Wir fordern die Abschaffung des Lärm-Bahnbonus. Lärm ist Lärm, egal woher er kommt. Für die Lärmbelastung ist den Menschen die Lärmursache egal.
Wir fordern von der Bahn beim Bau von neuen Gleisen sowie bei der Beschaffung von neuen Zügen und Anhängern, die modernste Technik nicht nur hinsichtlich der reinen Wirtschaftlichkeit sondern auch der Lärmminimierung einzusetzen. Lärmvermeidung ist günstiger als Lärmbekämpfung.
Wir fordern eine Lösung, die die derzeitigen Lärmwerte weiter reduziert. Dies bedeutet keinen weiteren Lärm an der Autobahn. Für die bisherige Rheintalbahn, die derzeit keinen Lärmschutz in dem betreffenden Gebiet hat, fordern wir dringend einen Lärmschutz. Der Lärm muss in den Gemeinden und Städten an der Bahn gegenüber heute reduziert werden.
Lärm-Risiken:
Eine Lärmschutzwand an einer Autobahn-Trasse wird den Lärm der Autobahn in Richtung Schutterzell und Kürzell ablenken. Lärmschutzwalle an der Autobahn schützen nicht vor dem Bahnlärm aufgrund des großen Abstands.

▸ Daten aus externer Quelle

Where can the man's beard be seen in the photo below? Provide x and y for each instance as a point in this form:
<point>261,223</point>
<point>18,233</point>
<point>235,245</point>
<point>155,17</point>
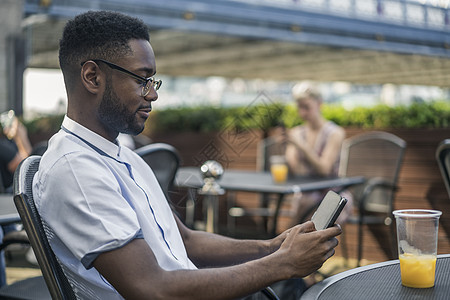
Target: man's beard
<point>115,115</point>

Es besteht die begründete Befürchtung, dass bei Überbelegung einer autobahnparallelen Güterzugtrasse Tag und Nacht zusätzlich Güterzüge über die Rheintaltrasse geleitet werden, dann jedoch ohne aktiven Lärmschutz. Hierfür gibt es nämlich keinen Rechtsanspruch.
Bei einem Ausbau der Antragstrasse wird der Lärmschutz verstärkt und der Lärm gegenüber heute gesenkt.
Im Rahmen des Ausbaus der Rheintalstrecke haben alle Ortsteile Anspruch auf einen aktiven Lärmschutz.
Unterstützung:
Wir unterstützen die Gemeinden der Grafenhausener Erklärung und stehen hinter der Entscheidung von Friesenheim, die sich für die Bündelungstrasse ausgesprochen hat.
Ebenfalls halten wir einen Güterzugtunnel in Offenburg für eine gute Lösung.
Insbesondere unterstützen wir die Anwohner der Städte und Gemeinde an der Rheintalbahn, damit es an der Bündelungstrasse einen technisch maximalen Lärmschutz gibt.